Для того чтобы рисовать, Бабелю нужна не кисть, а тонкая игла гравера. Цвет возникает сам. Бабель имеет для этого волшебный фонарь, которым подсвечивает свою прозу изнутри. Витражное стекло кажется обыкновенным стеклом, пока на него не упадут лучи: «Бойцы дремали в высоких седлах. Песня журчала, как пересыхающий ручей. Чудовищные трупы валялись на тысячелетних курганах. Мужики в белых рубахах ломали шапки перед нами. Бурка начдива Павличенки веяла над штабом, как мрачный флаг». Бабель способен на многое, почти на все. Он передает любые состояния и любые оттенки.

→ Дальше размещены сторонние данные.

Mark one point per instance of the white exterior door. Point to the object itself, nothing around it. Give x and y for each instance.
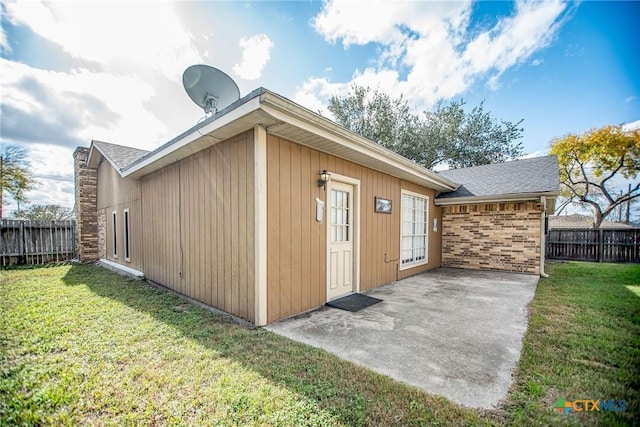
(340, 237)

Вот конец длинного дня: «В хвосте пыхтели усталые оркестры». Вот описание битвы двух армий: «И мы услышали великое безмолвие рубки». Интересно, сколько глав и страниц потребовалось бы для этого Льву Толстому? А вот картина разорения, голода и мора в стране: «Я скорблю о пчелах. Они истерзаны враждующими армиями. На Волыни больше нет пчел». И еще, совсем короткое, о революционном суде и справедливости: «Таперя кажный кажного судит».
Бабель способен передать любую интонацию, любую особенность живой речи. И это при том, что вся его проза имеет сильный местечковый акцент. У Бабеля он выступает мелодическим катализатором, неповторимо окрашивает интонации его прозы. Великорусские и донские говоры оживают. Они начинают звенеть в ушах. Их можно петь и «трогать» языком. Убеждает все — даже одесско-еврейский жаргон дончаков. «Ребята,— сказал Буденный,— у нас плохая положения, веселей надо, ребята». В этих неправильностях уместились и крах польского похода конармии, и безнадежное дело несправедливой войны, и картина падения боевого духа. Оттеняет эту гравюру казак «в лаптях и котелке» с саблей наголо.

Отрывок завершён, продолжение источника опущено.